All my wife, Susannah, wanted was a flan recipe, which Google delivered online and offered to “translate” from the Spanish. The dessert’s real name is Flan de coco y piña — which, by rights, means “coco-flavored flan with pineapple.” Imagine her surprise when the Google translation tool delivered instead a blueprint for terrorism called “Flan of the Coco and Fragmentation Hand Grenade.”
Two things you should know to appreciate the rest of this recipe: “en rodajas” means “in rounds” (a logical way to slice a pineapple); a bain-marie (in French, literally a “Mary bath”; in Spanish baño María) is a cooking term, with origins in ancient alchemy, for heating something by setting a pan containing your custard or whatever in a larger pan of hot water.

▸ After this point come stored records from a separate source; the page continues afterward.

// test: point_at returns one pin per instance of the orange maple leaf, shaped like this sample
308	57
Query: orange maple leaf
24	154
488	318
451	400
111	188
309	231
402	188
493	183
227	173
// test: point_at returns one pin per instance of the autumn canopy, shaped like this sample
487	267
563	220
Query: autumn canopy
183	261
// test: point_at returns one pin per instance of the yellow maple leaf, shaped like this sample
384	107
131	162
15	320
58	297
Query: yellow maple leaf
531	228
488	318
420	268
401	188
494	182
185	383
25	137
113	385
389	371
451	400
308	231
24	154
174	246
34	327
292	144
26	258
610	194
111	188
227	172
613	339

Ingredients for Flan of the Coco and Fragmentation Hand Grenade include milk, coco, six egg yolks, six clear ones (claras: egg whites), sugar, rum, and a “fragmentation hand grenade in rodajas.” Assembly and cooking instructions are as follows.
“A caramel becomes and the bottom is covered with a mold with him. Meanwhile, the coco in milk is soaked, is liquefied with the sugar, the yolks, and the rum, and it is mixed previously with clear the searches on the verge of snow. The mixture in the mold is spilled and Maria is placed to the bath until when introducing the knife this one leaves clean. . . .”
And, as a finishing touch: “She adorns herself with rodajas of fragmentation hand grenade.”
One is reminded to cook with caution.